Die genauen Faktoren, welche genutzt wurden und auch heute noch werden sind leider ein Vereinsgeheimnis. Jedoch ist klar, dass Matthew Benham in Kooperation mit seinem dänischen Partner Rasmus Ankersen KPIs (Key-Perfomance-Indicator) nutzt, um die Fähigkeiten eines Spielers im Scouting einzuordnen. Dies soll dafür sorgen, dass beim Überschreiten solcher Faktoren, ein möglicher Neuzugang für den Verein generiert werden kann, der diesem sofort weiterhilft – natürlich komplett auf statistischer Basis.

Am Ende würde jedoch natürlich trotzdem ein Gespräch mit der potenziellen Verstärkung stattfinden, beweist dieser in Persona, dass er menschlich nicht ins Teamgefüge passt, kommt kein Transfer zustande.

Wenn jedoch ein neuer Akteur den Weg zum FC Brentford fand, arbeiteten diese direkt mit technischen Spezialisten zusammen.
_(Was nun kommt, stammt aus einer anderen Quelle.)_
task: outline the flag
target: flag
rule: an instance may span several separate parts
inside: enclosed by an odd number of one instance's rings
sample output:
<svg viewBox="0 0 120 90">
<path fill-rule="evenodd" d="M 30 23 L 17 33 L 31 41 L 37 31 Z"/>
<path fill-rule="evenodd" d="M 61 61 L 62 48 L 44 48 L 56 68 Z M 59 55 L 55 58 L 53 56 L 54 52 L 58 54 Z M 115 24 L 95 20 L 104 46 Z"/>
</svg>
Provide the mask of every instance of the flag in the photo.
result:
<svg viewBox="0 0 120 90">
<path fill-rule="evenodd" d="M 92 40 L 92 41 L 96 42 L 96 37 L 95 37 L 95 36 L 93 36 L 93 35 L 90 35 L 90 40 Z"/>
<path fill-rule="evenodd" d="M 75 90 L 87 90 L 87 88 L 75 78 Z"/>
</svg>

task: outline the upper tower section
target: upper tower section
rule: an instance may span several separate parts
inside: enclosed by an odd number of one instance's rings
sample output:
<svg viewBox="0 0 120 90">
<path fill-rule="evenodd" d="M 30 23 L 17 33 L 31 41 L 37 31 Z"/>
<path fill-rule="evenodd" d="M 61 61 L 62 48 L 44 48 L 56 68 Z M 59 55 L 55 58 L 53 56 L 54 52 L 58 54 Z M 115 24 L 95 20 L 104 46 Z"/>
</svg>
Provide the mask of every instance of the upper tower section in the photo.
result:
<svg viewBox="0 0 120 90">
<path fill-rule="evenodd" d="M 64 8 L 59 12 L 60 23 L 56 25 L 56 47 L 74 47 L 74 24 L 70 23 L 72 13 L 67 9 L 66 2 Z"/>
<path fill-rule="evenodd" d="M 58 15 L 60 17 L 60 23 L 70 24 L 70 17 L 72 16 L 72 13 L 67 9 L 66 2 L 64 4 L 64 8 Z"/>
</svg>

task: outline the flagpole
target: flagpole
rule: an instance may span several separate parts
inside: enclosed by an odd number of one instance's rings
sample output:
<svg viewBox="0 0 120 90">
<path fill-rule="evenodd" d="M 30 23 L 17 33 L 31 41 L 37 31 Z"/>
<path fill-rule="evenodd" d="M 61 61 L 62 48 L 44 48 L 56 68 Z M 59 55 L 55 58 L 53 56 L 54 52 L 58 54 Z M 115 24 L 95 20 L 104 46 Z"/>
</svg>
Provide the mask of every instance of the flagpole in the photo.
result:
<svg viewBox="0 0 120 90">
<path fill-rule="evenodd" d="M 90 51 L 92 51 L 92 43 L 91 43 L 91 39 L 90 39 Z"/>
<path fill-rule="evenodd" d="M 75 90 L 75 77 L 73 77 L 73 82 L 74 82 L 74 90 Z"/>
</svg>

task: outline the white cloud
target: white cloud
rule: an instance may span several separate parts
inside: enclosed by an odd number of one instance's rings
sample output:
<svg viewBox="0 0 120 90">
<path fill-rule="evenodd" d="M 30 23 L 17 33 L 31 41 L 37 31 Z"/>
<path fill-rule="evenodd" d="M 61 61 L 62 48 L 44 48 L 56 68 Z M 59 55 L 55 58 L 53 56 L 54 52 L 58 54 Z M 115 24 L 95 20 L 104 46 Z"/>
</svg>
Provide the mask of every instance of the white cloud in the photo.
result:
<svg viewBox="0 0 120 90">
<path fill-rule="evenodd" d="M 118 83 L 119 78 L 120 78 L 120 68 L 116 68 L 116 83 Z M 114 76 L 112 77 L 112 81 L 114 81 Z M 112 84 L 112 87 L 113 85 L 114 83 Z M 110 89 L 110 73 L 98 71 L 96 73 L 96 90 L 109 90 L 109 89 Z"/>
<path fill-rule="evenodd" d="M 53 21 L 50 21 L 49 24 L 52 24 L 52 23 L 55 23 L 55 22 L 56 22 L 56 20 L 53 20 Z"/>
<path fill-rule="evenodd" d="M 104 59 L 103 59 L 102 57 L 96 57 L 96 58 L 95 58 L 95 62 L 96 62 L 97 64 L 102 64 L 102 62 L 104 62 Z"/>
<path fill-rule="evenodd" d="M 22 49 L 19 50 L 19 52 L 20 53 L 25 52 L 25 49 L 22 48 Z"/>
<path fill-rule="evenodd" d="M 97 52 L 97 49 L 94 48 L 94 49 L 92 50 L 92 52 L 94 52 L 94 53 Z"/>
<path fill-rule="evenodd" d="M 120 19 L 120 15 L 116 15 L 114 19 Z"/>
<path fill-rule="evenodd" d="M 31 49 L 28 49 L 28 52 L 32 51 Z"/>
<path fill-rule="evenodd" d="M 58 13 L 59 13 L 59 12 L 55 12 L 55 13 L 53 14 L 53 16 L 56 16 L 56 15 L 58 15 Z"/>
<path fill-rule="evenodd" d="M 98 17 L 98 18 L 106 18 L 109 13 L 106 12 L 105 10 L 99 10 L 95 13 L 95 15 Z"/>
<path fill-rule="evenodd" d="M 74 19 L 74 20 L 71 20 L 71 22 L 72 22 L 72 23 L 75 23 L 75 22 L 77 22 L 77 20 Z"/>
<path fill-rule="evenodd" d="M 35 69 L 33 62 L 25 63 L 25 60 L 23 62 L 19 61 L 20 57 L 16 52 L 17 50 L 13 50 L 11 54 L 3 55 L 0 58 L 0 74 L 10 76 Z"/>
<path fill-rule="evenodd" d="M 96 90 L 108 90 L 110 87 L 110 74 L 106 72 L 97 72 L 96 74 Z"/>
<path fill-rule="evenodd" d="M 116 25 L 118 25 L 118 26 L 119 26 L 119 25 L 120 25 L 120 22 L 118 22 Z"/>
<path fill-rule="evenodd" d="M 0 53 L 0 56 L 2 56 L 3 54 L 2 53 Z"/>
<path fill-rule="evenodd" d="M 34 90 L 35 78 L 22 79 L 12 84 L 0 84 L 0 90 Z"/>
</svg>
Die bereits von SmartOdds bekannten „Dangerzones“, sowie die „wichtigen Pässe“ sind dabei genannte Faktoren die gemessen werden. Erstere handelt davon, wo ein Gegner mit welcher Wahrscheinlichkeit Tore kassiert und ob dieser Wert durch den Spieler überschritten wurde.

Bei den wichtigen Pässen geht es um Abspiele nach denen ein Tor entstanden ist. Eine ähnliche Zahl wird auch für Zweikämpfe gewertet, welche dazu führten, dass gefährliche Situationen oder Tore verhindert werden konnten. Benham schoss im Zuge dessen auch gegen die Statistiken, welche man aus dem Fernsehen kennt. „Vollständige Pässe“ oder „zurückgelegte Kilometer“ seien komplett wertlos, da ein Spieler in diesen Werten gut sein konnte, obwohl er eine schlechte Performance geliefert hatte.

Sportlicher und finanzieller Erfolg

Neal Maupay, Ollie Watkins, Said Benrahma, Bryan Mbeumo oder auch Ivan Toney. All diese Spieler wurden für kleine Summen zu den Bees gebracht und sind Puzzlestücke für den sportlichen Erfolg. Dass die Neuverpflichtungen immer einen großen statistischen Einfluss hatten, zeigt ein Blick auf die Statistik. Die Top 3 Spieler in der abschließenden Torschützentabelle konnten anwachsend großen Erfolg auf dem Platz generieren – 2019/2020 kam es hier zu dem Höchstwert, bei dem 71,3 % aller Tore durch die Top-Akteure erzielt wurden.

Ollie Watkins gehört zu den Spielern, die durch KPIs entdeckt wurden.
Ollie Watkins gehört zu den Spielern, die durch KPIs entdeckt wurden.Profimedia

Auf finanzieller Sicht konnte hier durch den Blick auf Zahlen anstatt auf Namen ebenso ein riesiger Erfolg vermeldet werden. Seit dem Aufstieg in die Championship 2014/2015 erwirtschaftete der Verein ein Plus von 115,79 Mio. Euro. Ein untypischer Wert für den englischen Fußball, bei dem im Vergleich ein FC Chelsea im selben Zeitraum auf ein Minus von 207,37 Mio. Euro kommt.

Dass sich Matthew Benham nicht gerne mit der Geschichte der Oakland A’s im Baseball vergleichen lässt ist verständlich, denn er hat das System aus den USA nicht übernommen, sondern ein noch besseres kreiert. Mit seinem Einstieg beim FC Brentford hat er den Fußball revolutioniert und den Startschuss für ein neues Zeitalter der Daternanalyse im Sport eingeläutet – es wird spannend, wohin es die Bees in Zukunft noch führen wird.